Typical procedure: Catalyst 2b (5.4 mg, 1 mol%) and a magnetic stirring bar was placed in a Schlenk tube and the atmosphere was replaced with argon. Under a gentle stream of argon, EtOAc (0.5 mL) was added. After dissolving the catalyst, the mixture was heated at 50 ˚C for 30 min, followed by addition of a freshly distilled aldehyde (4; 0.5 mmol) and then Danishefsky’s diene (3; 110 µL, 0.6 mmol) under a gentle stream of argon. The reaction was carried out at 50 ˚C for 12 h. After that time, the reaction mixture was cooled to r.t. and quenched with TFA (3 drops). After 30 min, the reaction mixture was diluted with CH2Cl2 and extracted with sat. aq K2CO3, H2O, and brine.

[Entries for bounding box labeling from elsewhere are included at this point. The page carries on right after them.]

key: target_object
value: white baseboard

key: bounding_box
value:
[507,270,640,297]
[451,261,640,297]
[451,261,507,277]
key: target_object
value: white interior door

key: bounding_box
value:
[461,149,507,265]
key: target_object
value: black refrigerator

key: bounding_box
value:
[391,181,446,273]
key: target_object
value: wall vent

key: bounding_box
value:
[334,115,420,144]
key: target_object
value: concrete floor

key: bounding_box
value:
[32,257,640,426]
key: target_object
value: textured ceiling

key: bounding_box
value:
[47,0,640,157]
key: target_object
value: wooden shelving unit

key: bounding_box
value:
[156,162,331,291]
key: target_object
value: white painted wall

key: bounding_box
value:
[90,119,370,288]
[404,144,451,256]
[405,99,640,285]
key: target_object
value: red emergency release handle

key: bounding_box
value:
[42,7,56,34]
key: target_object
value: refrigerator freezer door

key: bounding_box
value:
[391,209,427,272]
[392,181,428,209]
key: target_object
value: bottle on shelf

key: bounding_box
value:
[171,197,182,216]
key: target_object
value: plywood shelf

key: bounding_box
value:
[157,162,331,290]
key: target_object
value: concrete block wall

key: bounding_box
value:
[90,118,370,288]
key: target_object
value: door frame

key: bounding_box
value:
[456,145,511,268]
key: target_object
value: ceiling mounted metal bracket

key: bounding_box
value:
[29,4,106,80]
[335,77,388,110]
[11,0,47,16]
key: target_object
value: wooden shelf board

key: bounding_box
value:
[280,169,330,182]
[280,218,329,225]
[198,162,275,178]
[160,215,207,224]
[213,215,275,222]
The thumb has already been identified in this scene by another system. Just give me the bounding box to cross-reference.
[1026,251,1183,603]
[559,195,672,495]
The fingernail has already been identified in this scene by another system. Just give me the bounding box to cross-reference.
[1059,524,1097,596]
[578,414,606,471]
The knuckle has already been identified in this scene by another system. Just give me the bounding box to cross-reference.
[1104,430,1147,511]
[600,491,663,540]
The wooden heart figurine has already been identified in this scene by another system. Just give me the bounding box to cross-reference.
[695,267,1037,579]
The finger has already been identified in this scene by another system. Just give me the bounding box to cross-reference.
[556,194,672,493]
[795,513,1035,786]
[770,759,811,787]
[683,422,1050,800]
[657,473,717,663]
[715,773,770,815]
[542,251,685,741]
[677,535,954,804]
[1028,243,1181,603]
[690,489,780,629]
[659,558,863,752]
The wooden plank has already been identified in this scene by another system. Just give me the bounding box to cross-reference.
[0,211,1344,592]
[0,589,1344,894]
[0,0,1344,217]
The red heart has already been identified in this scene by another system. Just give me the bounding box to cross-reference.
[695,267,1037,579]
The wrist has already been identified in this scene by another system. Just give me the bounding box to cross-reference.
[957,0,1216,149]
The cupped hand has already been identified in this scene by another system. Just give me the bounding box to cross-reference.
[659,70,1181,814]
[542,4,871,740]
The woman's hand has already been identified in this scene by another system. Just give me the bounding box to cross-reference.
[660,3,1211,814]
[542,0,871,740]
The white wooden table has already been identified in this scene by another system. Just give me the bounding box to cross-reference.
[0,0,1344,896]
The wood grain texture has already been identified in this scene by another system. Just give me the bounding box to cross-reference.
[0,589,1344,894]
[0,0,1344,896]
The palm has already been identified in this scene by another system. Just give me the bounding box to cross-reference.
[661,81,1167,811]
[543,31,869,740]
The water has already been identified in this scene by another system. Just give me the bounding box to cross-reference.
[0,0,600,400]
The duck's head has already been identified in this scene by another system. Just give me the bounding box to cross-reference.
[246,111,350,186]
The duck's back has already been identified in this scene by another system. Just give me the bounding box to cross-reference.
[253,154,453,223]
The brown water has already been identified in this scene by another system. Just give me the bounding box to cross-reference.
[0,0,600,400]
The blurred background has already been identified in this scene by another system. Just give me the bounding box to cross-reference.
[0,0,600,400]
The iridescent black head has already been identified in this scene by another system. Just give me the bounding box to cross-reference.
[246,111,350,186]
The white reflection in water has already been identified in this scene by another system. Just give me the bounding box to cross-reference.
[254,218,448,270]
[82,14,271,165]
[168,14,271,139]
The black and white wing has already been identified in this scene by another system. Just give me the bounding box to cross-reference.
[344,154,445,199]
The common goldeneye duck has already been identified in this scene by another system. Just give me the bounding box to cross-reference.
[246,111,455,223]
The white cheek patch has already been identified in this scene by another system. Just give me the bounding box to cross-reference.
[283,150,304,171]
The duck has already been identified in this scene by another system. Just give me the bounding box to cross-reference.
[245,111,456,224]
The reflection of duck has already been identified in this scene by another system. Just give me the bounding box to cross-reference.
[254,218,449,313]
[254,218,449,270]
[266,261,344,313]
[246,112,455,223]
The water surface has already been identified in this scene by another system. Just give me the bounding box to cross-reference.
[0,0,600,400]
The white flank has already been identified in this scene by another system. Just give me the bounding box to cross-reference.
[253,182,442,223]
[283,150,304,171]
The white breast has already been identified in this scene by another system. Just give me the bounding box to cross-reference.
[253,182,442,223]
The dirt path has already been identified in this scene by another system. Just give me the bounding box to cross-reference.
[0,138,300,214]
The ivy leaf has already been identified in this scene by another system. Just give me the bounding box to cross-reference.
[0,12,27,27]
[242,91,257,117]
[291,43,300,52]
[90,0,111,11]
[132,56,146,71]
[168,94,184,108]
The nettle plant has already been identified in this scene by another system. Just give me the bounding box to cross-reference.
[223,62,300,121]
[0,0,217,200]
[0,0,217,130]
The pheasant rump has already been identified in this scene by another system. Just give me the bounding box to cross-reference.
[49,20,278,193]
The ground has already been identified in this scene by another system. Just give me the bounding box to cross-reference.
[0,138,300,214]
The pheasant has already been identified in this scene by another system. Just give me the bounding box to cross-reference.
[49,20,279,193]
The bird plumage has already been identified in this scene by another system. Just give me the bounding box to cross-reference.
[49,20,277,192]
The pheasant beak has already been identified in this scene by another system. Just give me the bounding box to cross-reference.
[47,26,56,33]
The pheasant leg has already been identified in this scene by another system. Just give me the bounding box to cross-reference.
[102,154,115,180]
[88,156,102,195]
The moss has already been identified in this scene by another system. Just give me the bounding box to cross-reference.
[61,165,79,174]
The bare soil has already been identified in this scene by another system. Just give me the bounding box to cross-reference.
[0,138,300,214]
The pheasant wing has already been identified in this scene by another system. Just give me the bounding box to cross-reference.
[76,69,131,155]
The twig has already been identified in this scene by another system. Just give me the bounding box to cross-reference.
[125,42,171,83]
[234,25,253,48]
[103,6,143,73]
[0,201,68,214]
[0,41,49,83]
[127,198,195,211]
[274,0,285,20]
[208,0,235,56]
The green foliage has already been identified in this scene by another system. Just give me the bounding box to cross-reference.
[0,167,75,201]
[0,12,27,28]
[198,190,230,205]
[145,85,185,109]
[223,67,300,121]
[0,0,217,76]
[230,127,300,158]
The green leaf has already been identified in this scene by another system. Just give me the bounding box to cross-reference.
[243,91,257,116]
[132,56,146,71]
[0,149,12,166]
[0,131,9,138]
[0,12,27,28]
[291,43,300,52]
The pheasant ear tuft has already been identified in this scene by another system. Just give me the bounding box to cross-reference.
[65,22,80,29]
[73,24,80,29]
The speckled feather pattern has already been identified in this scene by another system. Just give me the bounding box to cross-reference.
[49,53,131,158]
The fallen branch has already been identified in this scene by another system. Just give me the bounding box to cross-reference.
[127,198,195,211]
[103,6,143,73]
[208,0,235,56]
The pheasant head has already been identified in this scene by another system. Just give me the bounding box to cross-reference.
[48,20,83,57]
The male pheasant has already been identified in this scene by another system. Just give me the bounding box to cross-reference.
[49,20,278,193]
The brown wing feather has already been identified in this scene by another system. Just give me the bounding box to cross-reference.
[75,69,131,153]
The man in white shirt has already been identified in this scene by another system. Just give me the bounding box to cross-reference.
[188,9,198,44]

The organic phase was concentrated and purified by chromatography over silica gel.

11

¹H NMR (200 MHz, CDCl3): δ = 2.6 (dd, J = 8.6, 3.8 Hz, 2 H), 2.75 (dd, J = 15, 3 Hz, 2 H), 3.6 (s, 3 H), 4.7 (m, 1 H), 4.7 (dd, J = 5.6, 2.2 Hz, 1 H), 7.4 (m, 5 H); ¹³C NMR (50 MHz, CDCl3): δ = 47.6, 48.6, 56.6, 73.2, 101.2, 125.7, 128.1, 128.6, 140.0, 204.9; IR: 2848, 1722, 1460, 1391, 1276, 1135, 1045, 762, 700, 460 cm; MS: m/z [M + Na + MeOH]+ calcd: 261.11094; found: 261.10973 (in the presence of EtOH instead of MeOH, the observed ion was [M + Na + EtOH]+: calcd 275.12403; found: 275.12538); Anal. Calcd for C12H14O3: C, 69.88; H, 6.84; O, 23.27. Found: C, 69.93; H, 6.91; O, 23.16.